村上春樹の最新短編集なのだが、いつも通りの内容に既視感しかない。彼のこんな小説なら今までも何度となく読んでいる。だからこれは昔ながらの変わることのない村上ワールドなのだ。そしてそれが心地よい。ぬるま湯のようなこの世界に浸っているといろんなことがどうでもよくなる。何かとても大切なことがあったはずなのに、それが何だったのか、わからなくなる。でも、それがどうしたというのだ。忘れてしまうなら忘れればいい。そんな気分。どのお話にもオチに当たる部分がない。
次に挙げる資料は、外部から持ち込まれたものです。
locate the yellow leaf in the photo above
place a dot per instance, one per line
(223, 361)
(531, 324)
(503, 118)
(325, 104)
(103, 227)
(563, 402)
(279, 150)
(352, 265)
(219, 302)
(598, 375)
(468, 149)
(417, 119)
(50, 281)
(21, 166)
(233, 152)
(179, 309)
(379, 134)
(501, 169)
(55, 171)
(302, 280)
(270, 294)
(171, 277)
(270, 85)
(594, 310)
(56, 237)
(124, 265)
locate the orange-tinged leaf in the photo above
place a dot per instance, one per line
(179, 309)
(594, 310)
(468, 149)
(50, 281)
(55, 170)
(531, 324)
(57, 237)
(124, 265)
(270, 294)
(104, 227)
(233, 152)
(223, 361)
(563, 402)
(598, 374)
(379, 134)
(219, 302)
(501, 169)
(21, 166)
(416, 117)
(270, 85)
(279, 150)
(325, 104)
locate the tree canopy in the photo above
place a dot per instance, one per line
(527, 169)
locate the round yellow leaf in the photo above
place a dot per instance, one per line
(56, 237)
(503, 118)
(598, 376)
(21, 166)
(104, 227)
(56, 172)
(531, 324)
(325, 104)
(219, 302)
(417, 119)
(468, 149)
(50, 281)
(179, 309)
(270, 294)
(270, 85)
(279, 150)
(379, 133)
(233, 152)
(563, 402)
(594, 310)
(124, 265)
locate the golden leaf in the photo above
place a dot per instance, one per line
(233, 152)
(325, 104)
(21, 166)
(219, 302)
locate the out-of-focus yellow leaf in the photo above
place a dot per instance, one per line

それで?っという気分にさせられるのだけれど、それも嫌ではない。そんなものなのだ、と思わされる、ということなのだ。
彼女のことを忘れたわけではない。でも、もう逢うことはない。彼女は何のために招待状を送ってきたのか。そしてピアノリサイタルはなかったのか。あのレコードは幻だったのか。あの人語を操る猿は存在したか否か。そんなことのひとつひとつがどうでもいいことなのだ。でも、そこにはきっととても大切なことが隠されてある。でも、それを知る事はない。
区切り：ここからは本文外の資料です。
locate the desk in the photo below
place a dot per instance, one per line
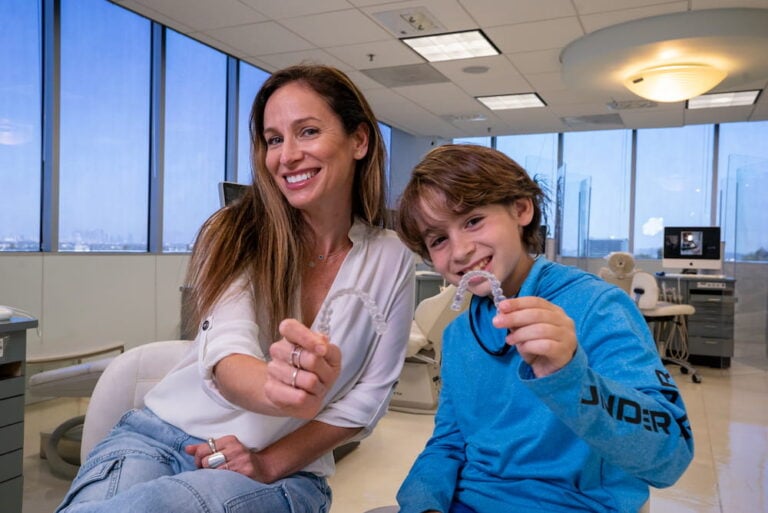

人と人との関わりは儚いものだ。だから大切にしたいとか、そんな話ではない。幻のようなときを、ただただ見守るばかり。おもしろい小説を読みながら、その先がこんなにも気にかからないことはない。ふつうなら、当然気になるものだ。物語というものはそういうものだろう。でも、彼の小説はそうではない。お話自体ではなく、そこにいるということが、ただそれだけが、大切なのだ。この時間のなかで、まどろんでいればいい。
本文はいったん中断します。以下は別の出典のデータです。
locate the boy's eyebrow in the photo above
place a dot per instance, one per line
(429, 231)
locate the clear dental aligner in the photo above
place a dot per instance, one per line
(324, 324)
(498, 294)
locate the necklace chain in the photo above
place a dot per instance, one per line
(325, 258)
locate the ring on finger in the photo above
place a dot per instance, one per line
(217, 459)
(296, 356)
変わらない世界を提示するこの短編集の中で、唯一異質な『ヤクルトスワローズ詩集』が、私小説っぽくて、楽しい。エッセイではなく小説としてこのお話を作り、ここに納めたことが、楽しいのだ。遊び心ではなく、これだってちゃんとここに収まりきるということ。それは「こんな小説もある」というお話でもある。